Well, did corruption play a part? According to the Balearics PP government spokesperson Nuria Riera, it didn't. It was all the fault of errors in communication. Which was something of an admission for the PP spokesperson to make. It was all her fault then. But Nuria was holding her hands up - not as the police were waving guns in her direction - but in confessing that there would now be a need for "self-criticism": the same self-criticism that was going to be applied after the stuffing at the Euro elections last year but which wasn't.

What a wretched week last week was for Nuria. She was the one with the awkward task of publicly announcing election results on the telly. She could be seen visibly shrinking as the awful truth was being revealed. Much as she might have preferred for there to have been one final burst of communication error, it was impossible: her party was going down the pan. But while she insisted that the corruption hovering over the PP with its now angelic, non-Catalan symbolism was not a factor, others fessed up and said it was. Like, for instance, the president of the PP in Palma, José María Rodríguez. Well he should know, having only avoided a rap thanks to the statute of limitations.

Nuria was left to struggle with the communication breakdown between PP Balearics and PP Central. There is going to be a party congress at the end of the summer, she insisted. Oh no there isn't, said central office. You'll have to wait until after the general election.
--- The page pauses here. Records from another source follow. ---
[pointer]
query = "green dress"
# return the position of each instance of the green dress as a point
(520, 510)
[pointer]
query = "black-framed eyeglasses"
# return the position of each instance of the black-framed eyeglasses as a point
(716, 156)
Why this apparent difference of opinion or communication error? Nothing to do with José Ramón Bauzá wishing to clear the PP leadership decks in the Balearics and prepare his campaign to be elected as a PP Balearics delegate to the national parliament? Or was it one final - and vain - attempt to demonstrate that PP Balearics was more regionalist than its critics would suggest and wasn't a mere puppet of central office?